Monday, November 06, 2006

A bit harried

Whew, sure have been busy.

Jesse was up here for dinner last Wednesday, amid his fall visit to the USA. In response to my request for British foodstuff oddities, he brought me a few items. The highlight, I'd say, is a can of "All Day Breakfast," which is a tomato-based concoction containing baked beans, pork sausages, mushrooms, bacon slices and -- wait for it -- an omelette. The picture on the label shows a fat little sausage and a half-moon omelette floating in tomatoey beans. Eeew. Well done, Jesse.

This weekend I went to NYC to visit Alex again. It was good; taking advantage of his free museum admission, we went to MoMA and the Brooklyn Musuem (which had a fabulous exhibition by sculptor Ron Mueck, who started his career with the Muppets. (His stuff doesn't translate to photos well.) MoMA also has a couple theaters that you can also get into free on Alex's card, so we saw Midnight Cowboy, which was quite impressive.

We also verified David Byrne's claim that this arch in Grand Army Plaza in Brooklyn

does in fact contain a large number of cool puppets. Byrne was himself varifying the claim of a friend that this was true -- I think it's just the sort of thing that doesn't seem like it should be true. But I'm glad it is. The New York Puppet Lending Library takes up the leg of the arch, and they have a small performance space in the top, no joke.

I also did a lot of eating this weekend, including my quota of three Doughnut Plant doughnuts. (Vanilla bean, strawberry jelly with vanilla bean glaze, and tres leches cake style, in case you were wondering.)
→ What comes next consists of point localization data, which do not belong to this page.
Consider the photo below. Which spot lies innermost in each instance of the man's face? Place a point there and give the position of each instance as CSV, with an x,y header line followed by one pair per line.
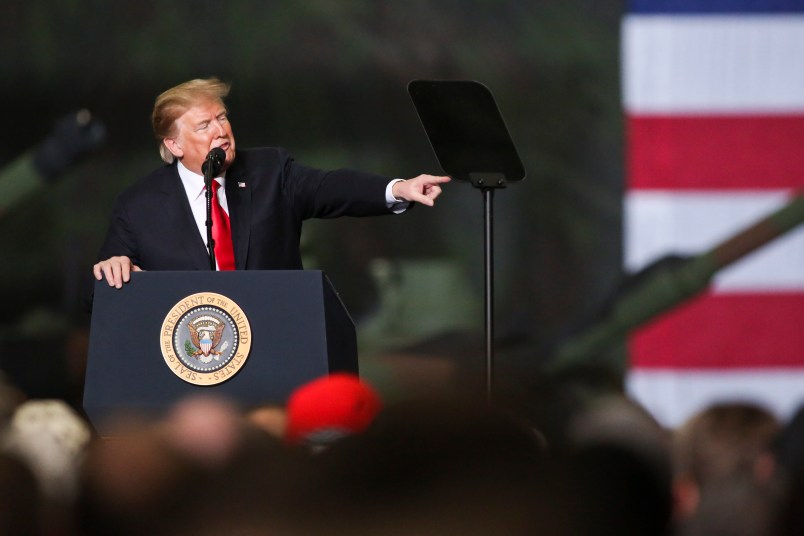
x,y
202,128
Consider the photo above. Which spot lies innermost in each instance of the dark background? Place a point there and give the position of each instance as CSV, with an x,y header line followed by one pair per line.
x,y
327,80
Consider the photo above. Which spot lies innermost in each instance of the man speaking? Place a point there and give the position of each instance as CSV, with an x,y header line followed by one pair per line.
x,y
260,197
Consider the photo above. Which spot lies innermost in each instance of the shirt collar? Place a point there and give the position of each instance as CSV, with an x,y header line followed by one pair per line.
x,y
194,183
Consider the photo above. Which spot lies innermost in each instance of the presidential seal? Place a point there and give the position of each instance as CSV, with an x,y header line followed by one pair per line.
x,y
205,339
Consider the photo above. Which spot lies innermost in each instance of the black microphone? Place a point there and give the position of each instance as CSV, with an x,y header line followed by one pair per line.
x,y
211,166
213,162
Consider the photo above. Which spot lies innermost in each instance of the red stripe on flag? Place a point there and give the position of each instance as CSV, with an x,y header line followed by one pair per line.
x,y
716,152
725,331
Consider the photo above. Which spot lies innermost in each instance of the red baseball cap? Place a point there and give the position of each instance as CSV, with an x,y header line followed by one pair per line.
x,y
330,407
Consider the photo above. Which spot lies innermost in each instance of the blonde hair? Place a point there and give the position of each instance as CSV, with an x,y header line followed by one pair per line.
x,y
172,104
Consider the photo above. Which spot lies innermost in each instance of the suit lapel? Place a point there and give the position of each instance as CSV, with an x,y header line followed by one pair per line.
x,y
177,210
238,197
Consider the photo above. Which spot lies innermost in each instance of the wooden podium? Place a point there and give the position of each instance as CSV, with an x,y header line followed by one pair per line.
x,y
250,336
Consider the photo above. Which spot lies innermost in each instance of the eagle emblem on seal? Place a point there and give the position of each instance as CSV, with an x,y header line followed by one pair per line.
x,y
205,333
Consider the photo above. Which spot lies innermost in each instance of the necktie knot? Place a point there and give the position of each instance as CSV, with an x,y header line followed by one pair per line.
x,y
221,232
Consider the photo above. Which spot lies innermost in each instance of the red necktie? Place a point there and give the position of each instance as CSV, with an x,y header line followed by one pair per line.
x,y
221,233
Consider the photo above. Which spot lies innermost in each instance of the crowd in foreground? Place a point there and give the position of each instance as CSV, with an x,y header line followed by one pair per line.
x,y
338,460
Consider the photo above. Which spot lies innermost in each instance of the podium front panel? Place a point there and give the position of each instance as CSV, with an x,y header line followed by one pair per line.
x,y
299,330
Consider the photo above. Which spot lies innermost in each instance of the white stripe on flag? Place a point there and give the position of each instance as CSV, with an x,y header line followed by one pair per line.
x,y
659,222
672,397
713,64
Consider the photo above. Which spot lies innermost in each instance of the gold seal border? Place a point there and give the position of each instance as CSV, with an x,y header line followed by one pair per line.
x,y
205,299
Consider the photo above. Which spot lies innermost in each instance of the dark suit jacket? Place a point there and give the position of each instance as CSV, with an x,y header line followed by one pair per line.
x,y
269,195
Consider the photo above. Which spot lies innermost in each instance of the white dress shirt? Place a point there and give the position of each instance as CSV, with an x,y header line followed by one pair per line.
x,y
194,187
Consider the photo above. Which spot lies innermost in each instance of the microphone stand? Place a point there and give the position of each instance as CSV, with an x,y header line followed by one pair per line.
x,y
208,176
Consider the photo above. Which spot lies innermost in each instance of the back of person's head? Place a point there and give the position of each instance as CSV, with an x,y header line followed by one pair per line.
x,y
437,466
722,441
614,477
171,104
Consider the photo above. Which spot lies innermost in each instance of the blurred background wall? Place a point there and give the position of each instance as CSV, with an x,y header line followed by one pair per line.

In the Annie Leibovitz exhibition at the Brooklyn Museum, there was a posed picture of the main movers of the Bush Administration -- W, Cheney, Rice, Rumsfeld, Powell, Tenet, etc. looking at the camera steely-eyed and purposeful. The galleries were extremely crowded, and the picture was exerting a forcefield of political distortion in the room. Unlike the other photos, it had created a little half circle of empty space. As people stood and looked or milled past, everyone was forced to acknowledge it. A man sighed loudly. A woman rolled her eyes. Another woman made a sarcastic remark to her companion about how the crew really looked like they had it together. There was visible displeasure on the faces of many of the people walking by as Bush suddenly intruded on their pleasant afternoon of art photography.

Not exactly an unbiased sample of the voting public, but hopefully a similar dynamic of repulsion will be at work in the elections today. I've got my races I'm paying particular attention to, and a few of us will be gathering at John's place to watch returns. Fingers crossed.